Sentenza innovativa dal Tribunale internazionale de L'Aja

La Corte Internazionale de L'Aja potrebbe aprire una via nuova nella giurisprudenza del diritto internazionale. Infatti il Tribunale penale internazionale ha stabilito la responsabilità di tre, degli ottomila morti della strage di Srebrenica, per l'esercito olandese, che doveva proteggere la città come caschi blu dell'ONU. Il ricorso presentato da due cittadini bosniaci per la morte di tre loro congiunti, proprio contro l'esercito olandese è stato accolto e potrebbe determinare una pioggia di ricorsi in tal senso, sia nell'ambito del processo in corso, che in altri procedimenti analoghi. La determinazione della Corte ha lasciato spiazzato anche l'avvocato dello stato olandese, che ha affermato di dovere studiare le carte per la presentazione dell'appello. Il governo olandese ha sempre affermato che la colpa dell'abbandono di Srebrenica da parte del proprio esercito, fu dovuta alla mancata protezione aerea e quindi imputabile alla stessa ONU, per difetto di organizzazione. Ciò indica la via che potrebbe seguire il ricorso, generando una battaglia legale tra lo stato olandese e le Nazioni Unite, che saranno sicuramente citate in giudizio.
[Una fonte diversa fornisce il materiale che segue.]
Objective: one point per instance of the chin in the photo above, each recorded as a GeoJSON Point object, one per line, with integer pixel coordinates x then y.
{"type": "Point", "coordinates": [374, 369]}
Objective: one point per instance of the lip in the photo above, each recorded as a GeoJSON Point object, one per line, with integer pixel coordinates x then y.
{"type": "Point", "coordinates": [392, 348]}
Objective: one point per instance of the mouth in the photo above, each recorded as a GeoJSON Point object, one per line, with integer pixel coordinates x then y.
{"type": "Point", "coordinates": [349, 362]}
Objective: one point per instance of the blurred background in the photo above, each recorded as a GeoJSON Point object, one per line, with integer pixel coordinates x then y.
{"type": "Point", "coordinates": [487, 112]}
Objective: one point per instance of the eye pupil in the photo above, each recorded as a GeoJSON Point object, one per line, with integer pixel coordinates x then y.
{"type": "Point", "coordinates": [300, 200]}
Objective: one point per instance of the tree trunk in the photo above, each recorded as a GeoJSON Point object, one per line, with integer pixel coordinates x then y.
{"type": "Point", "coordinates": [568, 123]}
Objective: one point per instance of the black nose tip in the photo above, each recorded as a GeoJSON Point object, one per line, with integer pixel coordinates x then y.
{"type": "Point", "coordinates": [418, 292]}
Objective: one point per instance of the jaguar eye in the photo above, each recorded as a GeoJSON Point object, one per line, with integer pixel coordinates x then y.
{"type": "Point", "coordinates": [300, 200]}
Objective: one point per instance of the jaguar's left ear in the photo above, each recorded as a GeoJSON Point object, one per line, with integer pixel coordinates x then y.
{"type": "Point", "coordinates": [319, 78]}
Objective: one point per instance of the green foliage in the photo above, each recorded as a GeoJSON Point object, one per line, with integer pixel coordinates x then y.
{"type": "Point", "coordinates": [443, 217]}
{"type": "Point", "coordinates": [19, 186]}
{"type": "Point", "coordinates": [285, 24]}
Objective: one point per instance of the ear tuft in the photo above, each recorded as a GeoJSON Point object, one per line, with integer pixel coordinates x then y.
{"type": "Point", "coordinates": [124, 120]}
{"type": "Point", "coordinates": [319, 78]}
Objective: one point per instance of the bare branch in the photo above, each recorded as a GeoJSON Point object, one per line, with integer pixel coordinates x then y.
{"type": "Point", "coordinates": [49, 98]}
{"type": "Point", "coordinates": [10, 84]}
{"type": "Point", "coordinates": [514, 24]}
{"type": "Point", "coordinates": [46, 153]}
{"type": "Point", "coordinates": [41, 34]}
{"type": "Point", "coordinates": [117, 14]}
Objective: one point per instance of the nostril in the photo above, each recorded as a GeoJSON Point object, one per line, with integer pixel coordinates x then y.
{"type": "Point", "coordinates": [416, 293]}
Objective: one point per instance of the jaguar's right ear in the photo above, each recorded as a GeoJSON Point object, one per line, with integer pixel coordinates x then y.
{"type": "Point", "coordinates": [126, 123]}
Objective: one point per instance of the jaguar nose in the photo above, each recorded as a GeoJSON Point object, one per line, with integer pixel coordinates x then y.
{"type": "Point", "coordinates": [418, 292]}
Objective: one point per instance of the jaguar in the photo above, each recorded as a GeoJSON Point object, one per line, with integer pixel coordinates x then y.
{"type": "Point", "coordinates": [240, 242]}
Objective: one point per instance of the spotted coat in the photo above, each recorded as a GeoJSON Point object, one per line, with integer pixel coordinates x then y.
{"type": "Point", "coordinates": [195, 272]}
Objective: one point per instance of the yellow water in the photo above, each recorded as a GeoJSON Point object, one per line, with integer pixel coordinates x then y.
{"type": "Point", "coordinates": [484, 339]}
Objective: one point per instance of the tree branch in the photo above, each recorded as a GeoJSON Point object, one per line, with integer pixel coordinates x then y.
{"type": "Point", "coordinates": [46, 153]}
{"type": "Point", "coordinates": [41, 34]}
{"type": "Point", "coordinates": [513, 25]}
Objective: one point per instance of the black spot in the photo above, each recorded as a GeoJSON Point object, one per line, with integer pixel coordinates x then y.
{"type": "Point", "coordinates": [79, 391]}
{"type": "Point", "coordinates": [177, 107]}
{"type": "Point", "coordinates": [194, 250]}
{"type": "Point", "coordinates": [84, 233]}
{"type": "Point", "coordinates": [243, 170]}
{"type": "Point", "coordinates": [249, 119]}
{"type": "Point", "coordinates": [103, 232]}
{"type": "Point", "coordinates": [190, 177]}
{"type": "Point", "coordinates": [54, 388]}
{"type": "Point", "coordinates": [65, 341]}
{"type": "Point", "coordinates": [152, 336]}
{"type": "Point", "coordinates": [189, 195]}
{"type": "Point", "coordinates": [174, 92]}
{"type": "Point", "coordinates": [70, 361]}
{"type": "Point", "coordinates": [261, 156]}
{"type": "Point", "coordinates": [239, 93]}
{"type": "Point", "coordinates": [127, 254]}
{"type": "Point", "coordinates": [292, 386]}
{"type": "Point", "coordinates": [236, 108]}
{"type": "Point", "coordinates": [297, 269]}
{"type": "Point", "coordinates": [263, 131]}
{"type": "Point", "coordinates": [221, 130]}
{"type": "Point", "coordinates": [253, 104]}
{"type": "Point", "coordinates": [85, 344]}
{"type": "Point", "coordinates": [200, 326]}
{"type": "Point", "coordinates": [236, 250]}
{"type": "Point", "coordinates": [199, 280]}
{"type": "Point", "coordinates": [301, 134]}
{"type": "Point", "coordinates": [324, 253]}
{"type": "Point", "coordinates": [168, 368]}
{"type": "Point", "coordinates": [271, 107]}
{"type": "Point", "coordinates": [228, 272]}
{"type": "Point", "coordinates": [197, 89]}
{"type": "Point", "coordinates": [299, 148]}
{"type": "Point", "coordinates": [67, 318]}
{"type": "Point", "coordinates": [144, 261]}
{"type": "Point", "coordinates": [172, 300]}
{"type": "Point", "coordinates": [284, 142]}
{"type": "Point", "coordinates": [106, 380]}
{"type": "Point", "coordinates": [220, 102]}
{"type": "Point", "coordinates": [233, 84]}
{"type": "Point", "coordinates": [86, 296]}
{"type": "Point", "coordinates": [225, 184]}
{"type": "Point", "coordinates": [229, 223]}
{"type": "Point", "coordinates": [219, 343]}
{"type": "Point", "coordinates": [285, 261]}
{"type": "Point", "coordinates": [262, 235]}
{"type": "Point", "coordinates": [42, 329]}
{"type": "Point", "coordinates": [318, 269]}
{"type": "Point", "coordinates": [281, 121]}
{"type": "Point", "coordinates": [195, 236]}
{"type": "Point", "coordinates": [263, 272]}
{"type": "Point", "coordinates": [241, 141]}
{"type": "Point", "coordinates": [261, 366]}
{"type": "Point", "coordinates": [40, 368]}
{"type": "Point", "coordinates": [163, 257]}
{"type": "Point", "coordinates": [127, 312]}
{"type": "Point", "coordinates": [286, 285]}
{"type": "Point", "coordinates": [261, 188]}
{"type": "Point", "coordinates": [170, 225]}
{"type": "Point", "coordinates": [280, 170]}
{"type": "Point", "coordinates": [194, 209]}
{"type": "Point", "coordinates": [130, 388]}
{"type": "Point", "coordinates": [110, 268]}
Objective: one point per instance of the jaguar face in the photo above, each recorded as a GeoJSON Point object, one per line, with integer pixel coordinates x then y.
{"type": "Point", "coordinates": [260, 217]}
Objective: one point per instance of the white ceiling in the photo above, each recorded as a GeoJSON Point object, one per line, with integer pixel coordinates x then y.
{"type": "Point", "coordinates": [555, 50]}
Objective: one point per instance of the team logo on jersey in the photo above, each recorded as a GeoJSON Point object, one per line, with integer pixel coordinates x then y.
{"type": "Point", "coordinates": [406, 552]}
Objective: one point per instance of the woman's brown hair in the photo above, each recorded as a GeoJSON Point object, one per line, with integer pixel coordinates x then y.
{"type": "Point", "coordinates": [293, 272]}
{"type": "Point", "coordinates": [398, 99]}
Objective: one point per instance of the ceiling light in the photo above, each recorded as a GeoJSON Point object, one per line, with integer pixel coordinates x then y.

Al di fuori del procedimento in oggetto, che sarà comunque occasione di studio per i tecnici della materia, la determinazione della responsabilità penale sia per mancata esecuzione della missione, sia per omesso soccorso, sia nei confronti dell'entità statale, che sovrastatale, rischia di essere messa a fuoco in una diversa ottica, che rischia di capovolgere i rapporti con l'autorità giudiziaria internazionale. Quello che può accadere è l'instaurazione di una responsabilità effettiva e materiale, che possa richiamare ai suoi doveri anche strutture formalmente non avezze a rapporti del genere. Se questa strada sarà tracciata, costituirà un passo avanti fondamentale nella gestione della giustizia nel villaggio mondiale in senso compiuto e concreto.